It’s a Friday night, and Team Ready Up are playing something from the Jackbox Party Pack – Quiplash. The answers that people gave pop up on screen. I’m trying to read them out for the sake of the stream but I’m laughing so hard that my eyes are leaking, and it isn’t the first time this session.
It honestly feels like some kind of wizardry when you first play Jackbox in a room with a bunch of people. A 4-letter code appears on the screen – each of you use your own device to visit a webpage, you put the code in and then all of a sudden, your little avatars appear and then you can play. No need for loads of long-wired controllers plugged into the same device, no need for lots of pens and papers, just devices and an internet connection.
If that feels like magic, then playing the same games via Twitch feels even crazier. Over the past couple of years, I’ve had the pleasure of hosting a few games of Jackbox via Twitch with a few Ready Up folk, as well as a few other Twitch viewers spread across the world. And yet, it’s always felt as if we’re in the same room, just playing on the same tv, crammed onto the same sofa.
That’s the first reason why Jackbox is my game of the decade. It has been one of those games where you can appreciate how far we’ve come technologically. You can feel that way with any kind of online multiplayer game where salty players are screaming in your ears, but with Jackbox, it’s slightly different. It feels like an upgrade from your family board game night, and not just a variation of shooting other people in the face.
The second reason why Jackbox is my game of the decade is because of the people I’ve played it with. This series is about games that have been our highlights during our time at Ready Up, and Jackbox is definitely one of those for me. What has really made it has been playing with the team, and seeing all of our sense of humour intersect and collide.
Whether it was struggling to keep a game of Quiplash clean, or in a room during a Ready Up meet crying with laughter on a sofa at the sounds that everyone chose in Earwax, whether it’s trying to figure out exactly what it was that someone drew in Drawful, or seeing the unintentionally perfect match between slogan and drawing in Tee KO, there has never been a Jackbox game that hasn’t descended into screams of laughter. But most of all, the great satisfaction has been in discovering just how clever and creative the team are, and what a shared history we have. There have been jokes that are so referential to our time together, that are callbacks to old references upon references, and yet other jokes that are so perfectly timed and clever within the moment that the laughter has come from a place of genuine admiration. We don’t get the laughs by taking the low road with a dick joke. Not all the time, anyway.

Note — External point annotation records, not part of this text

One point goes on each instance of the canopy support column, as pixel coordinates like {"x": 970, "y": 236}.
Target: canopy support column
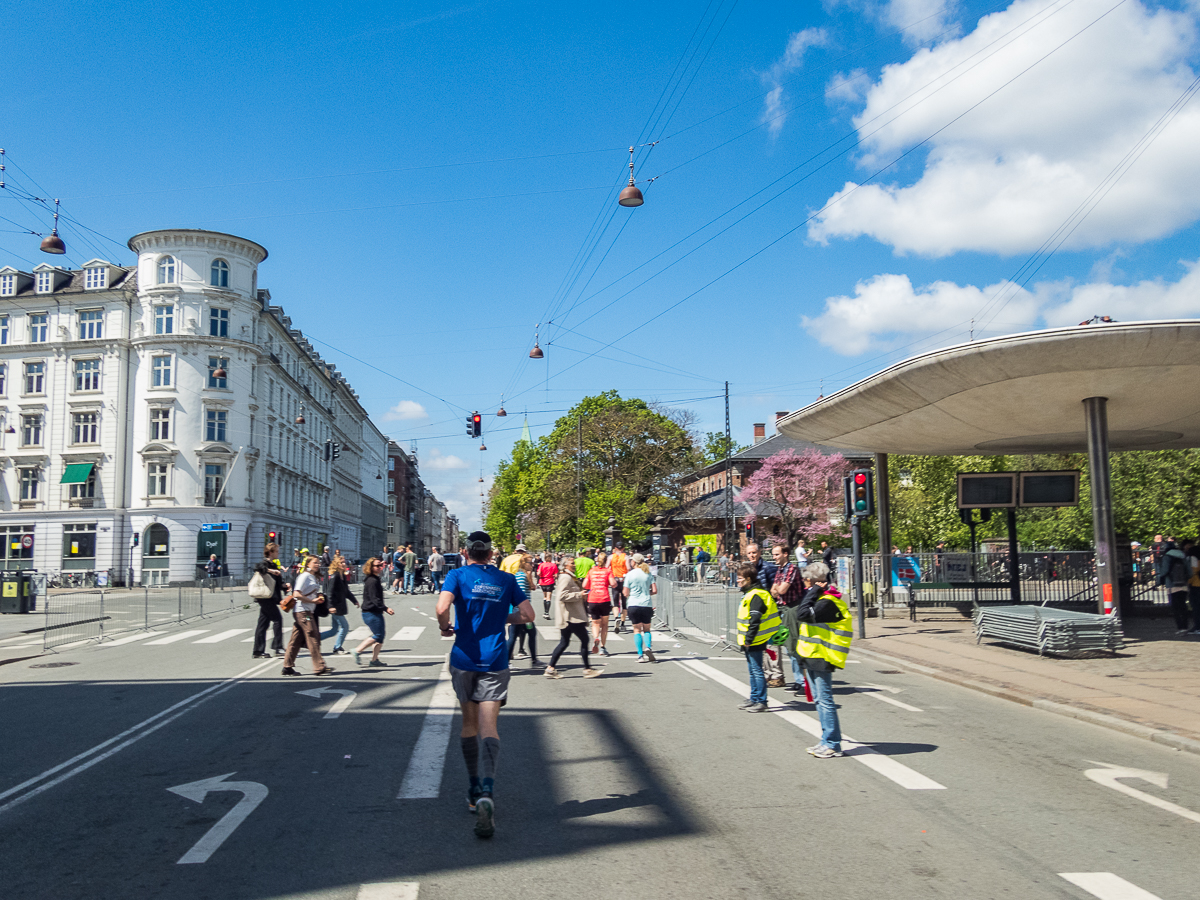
{"x": 1097, "y": 409}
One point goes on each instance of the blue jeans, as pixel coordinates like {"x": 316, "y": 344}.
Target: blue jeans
{"x": 757, "y": 679}
{"x": 340, "y": 627}
{"x": 827, "y": 712}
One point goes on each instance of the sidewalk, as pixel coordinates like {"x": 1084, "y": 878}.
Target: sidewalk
{"x": 1150, "y": 689}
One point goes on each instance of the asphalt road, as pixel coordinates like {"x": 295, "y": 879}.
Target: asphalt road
{"x": 645, "y": 781}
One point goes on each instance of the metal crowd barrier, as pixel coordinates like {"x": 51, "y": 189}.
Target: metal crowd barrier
{"x": 76, "y": 617}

Some of our favourites in Jackbox have been Quiplash, Trivia Murder Party, Tee K.O and Bidiots. All of them have different objectives, but they have the same intention underpinning them – play against your friends, and have fun doing so. It’s co-op at its finest with absurd situations that are never too serious, but inject a sense of nonsense and fun right from the get-go that persists all the way through until the end. I love it whenever they bring out a new installment because I know that whether it’s bidding on suspicious works of art, creating t-shirts, or trying to escape a murderous mansion with friends, it’s always going to be great.
Video games bring us stories, they bring us experiences, they bring us chances to bond with our friends. Jackbox has been all of that and more. It has been a way for us all to get to know each other better and to have fun.

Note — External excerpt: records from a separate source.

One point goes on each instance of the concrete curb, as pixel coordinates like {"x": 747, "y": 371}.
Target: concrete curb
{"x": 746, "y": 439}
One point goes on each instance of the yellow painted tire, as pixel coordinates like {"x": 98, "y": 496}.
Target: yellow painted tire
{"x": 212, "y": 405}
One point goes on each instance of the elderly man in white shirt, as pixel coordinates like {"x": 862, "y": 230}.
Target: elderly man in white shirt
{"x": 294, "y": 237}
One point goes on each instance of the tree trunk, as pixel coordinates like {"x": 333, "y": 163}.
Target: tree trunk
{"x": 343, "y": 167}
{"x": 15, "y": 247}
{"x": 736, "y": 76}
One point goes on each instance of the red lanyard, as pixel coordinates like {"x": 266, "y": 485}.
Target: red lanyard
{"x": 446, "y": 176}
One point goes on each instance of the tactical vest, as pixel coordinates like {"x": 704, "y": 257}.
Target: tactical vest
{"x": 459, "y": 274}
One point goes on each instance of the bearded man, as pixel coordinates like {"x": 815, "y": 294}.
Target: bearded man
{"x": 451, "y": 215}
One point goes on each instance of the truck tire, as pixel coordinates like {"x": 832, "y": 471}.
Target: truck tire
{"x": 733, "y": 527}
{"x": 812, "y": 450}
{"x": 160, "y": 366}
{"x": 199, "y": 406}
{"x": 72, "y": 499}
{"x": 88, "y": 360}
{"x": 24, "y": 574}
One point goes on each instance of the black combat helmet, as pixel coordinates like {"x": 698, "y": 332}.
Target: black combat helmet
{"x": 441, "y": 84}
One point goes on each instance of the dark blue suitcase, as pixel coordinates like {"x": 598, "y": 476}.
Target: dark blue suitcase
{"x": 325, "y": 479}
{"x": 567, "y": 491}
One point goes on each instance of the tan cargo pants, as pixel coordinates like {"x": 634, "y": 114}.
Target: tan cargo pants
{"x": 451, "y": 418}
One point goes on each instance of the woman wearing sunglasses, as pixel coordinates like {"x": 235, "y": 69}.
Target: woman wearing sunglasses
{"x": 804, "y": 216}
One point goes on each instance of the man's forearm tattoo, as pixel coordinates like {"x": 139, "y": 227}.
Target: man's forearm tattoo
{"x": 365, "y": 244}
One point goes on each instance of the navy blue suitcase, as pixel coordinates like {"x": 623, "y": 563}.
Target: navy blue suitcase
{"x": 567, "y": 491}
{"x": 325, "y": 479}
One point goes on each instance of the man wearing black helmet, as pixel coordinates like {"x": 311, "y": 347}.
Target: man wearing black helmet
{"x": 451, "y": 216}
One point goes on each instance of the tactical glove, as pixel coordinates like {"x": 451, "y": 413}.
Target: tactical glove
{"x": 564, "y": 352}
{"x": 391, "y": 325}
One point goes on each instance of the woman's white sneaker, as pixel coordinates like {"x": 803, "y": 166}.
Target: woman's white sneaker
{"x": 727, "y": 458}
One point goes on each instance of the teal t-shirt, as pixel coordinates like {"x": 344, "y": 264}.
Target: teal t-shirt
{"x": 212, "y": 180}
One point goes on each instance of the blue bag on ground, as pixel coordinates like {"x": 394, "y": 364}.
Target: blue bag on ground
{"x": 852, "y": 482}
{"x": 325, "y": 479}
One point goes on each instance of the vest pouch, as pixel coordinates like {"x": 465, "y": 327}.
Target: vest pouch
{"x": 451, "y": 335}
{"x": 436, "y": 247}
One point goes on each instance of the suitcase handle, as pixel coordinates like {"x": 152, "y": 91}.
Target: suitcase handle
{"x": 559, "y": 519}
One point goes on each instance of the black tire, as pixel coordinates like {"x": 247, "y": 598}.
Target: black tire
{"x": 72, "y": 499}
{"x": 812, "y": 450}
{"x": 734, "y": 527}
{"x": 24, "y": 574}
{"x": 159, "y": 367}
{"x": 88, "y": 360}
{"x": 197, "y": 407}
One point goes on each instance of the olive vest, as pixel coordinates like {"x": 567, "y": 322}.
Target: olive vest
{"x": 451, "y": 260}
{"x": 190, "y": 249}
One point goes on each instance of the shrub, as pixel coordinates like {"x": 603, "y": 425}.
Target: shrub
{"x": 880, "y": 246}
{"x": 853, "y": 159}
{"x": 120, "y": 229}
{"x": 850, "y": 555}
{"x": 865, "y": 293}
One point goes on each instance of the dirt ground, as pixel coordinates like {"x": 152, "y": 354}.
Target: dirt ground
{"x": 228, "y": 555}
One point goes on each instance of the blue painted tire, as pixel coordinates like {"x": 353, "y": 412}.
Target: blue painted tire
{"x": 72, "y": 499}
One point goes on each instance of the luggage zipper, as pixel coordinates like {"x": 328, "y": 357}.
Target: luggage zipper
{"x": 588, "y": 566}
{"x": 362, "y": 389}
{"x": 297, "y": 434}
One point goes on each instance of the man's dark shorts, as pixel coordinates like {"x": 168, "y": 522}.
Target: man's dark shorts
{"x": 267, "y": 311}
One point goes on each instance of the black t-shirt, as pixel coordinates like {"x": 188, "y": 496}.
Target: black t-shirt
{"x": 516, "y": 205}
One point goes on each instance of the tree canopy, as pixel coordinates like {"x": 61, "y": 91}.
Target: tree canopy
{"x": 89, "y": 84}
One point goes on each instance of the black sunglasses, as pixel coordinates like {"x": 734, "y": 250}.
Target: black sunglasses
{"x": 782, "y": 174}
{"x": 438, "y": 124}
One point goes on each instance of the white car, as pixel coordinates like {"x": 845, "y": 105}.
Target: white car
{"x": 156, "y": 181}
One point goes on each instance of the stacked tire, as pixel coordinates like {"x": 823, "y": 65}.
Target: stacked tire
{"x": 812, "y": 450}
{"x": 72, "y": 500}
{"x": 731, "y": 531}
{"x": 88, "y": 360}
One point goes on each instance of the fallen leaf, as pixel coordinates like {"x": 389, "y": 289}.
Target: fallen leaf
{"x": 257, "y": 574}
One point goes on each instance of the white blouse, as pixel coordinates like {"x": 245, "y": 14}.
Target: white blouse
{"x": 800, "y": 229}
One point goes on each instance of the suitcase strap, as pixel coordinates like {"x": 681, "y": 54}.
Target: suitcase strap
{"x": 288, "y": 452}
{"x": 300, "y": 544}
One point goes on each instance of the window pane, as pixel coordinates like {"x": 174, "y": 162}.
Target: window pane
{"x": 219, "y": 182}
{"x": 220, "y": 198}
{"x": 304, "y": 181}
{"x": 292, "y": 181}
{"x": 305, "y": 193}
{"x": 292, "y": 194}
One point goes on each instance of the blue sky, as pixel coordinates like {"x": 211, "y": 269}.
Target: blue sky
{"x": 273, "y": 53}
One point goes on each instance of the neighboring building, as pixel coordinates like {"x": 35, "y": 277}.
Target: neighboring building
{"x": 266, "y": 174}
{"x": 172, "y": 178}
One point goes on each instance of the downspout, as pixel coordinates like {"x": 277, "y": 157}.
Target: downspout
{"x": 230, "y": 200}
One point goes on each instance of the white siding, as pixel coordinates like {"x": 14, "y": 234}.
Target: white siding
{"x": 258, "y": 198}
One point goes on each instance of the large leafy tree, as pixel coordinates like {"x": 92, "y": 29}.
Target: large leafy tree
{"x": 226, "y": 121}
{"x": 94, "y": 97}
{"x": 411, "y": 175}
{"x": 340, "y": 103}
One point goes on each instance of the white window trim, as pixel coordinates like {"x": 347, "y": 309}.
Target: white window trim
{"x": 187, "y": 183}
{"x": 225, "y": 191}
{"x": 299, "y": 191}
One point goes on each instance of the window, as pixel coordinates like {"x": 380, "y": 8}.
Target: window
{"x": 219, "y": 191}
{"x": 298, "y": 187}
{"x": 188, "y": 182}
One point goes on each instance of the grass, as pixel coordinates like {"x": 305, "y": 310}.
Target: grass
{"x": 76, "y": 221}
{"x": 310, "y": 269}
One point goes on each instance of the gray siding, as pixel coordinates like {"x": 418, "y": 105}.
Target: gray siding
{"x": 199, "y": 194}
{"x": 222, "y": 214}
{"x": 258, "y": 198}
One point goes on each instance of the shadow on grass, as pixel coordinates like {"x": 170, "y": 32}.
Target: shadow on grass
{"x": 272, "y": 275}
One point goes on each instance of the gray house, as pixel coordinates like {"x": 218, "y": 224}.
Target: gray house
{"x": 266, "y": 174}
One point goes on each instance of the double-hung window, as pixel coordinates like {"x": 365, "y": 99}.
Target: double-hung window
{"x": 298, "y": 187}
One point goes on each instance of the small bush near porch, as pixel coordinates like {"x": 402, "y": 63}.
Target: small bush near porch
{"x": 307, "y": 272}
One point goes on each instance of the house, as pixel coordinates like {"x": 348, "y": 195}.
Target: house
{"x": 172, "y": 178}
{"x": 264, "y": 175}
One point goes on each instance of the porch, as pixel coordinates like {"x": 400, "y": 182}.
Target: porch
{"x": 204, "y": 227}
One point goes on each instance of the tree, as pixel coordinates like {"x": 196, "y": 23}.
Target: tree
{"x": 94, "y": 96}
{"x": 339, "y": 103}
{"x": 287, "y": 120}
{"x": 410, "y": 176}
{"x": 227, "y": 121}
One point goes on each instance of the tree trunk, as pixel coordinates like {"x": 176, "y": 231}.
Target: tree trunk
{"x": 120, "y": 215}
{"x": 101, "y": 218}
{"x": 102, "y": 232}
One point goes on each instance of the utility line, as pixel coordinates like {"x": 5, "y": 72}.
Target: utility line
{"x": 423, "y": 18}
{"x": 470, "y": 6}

So as the rest of the team reflects on critically acclaimed titles, takes the opportunity to give a carefully thought-out opinion on a game’s place in the annals of history, or shares a very personal memory of a cherished experience, I will consider all of those terrible but fantastic drawings, remember the awful puns and clever wordplay, and ultimately salute the game that showed that we were Ready Up, and we played games – together.